So tonight was pretty freakin awful. (this was all a planned activity, I was never in any real danger don’t freak out anyone) We had this field simulation of a Christian world in a closed country. We were given roles with instructions and all we knew was that we had to “protect our pastors” and “find our families” and stay hidden or be arrested. There was a whole jail/”torture” area (don’t freak out they just hosed us and put ketchup on us, but it seemed pretty freakin scary. At some point during trying to find my family, I got arrested. They were trying to get me to talk, and I wouldn’t say anything so they sent me to the sand pit. They were screaming and yelling, saying Christians if there’s a God tell him to help you. A lady got in my face and asked me if I was a Christian, and I said no. I said no. She let me go, I got to “live” but I have never felt such shame in my life. In a fictitious activity, I didn’t have the guts to stand up for my God, the one I love more than anything in the whole world. I denied him, the lover of my soul. The more I got to thinking about it, that’s just how I am. Every time things get tough, im unfaithful. I follow him, but only to the point where its comfortable. I started asking myself some really hard questions like how much do I really love him? Am I really willing to give my life for him? I love him more than words can say… I can’t believe I didn’t have the courage to stand up…

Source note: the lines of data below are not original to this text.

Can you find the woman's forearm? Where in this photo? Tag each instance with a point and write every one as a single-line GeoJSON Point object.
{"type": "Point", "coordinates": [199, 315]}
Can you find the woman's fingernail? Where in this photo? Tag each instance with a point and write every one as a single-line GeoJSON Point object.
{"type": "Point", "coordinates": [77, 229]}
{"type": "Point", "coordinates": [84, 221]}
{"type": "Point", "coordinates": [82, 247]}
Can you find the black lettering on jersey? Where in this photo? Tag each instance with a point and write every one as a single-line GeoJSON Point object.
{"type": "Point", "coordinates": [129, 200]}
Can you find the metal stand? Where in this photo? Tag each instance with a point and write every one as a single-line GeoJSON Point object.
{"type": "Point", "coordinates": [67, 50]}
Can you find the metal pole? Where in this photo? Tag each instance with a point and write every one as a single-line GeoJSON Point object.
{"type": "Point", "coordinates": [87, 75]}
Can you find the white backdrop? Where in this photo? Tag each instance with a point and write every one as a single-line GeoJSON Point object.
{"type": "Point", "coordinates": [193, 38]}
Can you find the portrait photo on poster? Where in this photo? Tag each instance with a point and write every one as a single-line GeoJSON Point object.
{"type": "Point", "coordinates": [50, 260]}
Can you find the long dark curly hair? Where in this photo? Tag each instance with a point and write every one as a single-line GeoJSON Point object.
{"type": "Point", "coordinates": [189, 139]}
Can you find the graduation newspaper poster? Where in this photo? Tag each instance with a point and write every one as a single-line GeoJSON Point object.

The other part of this that makes my heart ache is that people REALLY have to go through this. Honestly I have no idea what to do or think about this. They said that because of their persecution, they have a more devoted pure faith. It breaks my heart that people have to live in such fear for their lives in order to be able to whisper worship to the God they love more than life, and we act like it’s a chore to drive to church on Sunday morning.
My heart is just aching right now. Im asking God to forgive me for my unfaithful, wandering heart; and hoping that He uses this to not only draw me closer to him, but to move your hearts as well.
God loves you. He’s the greatest father in the whole world.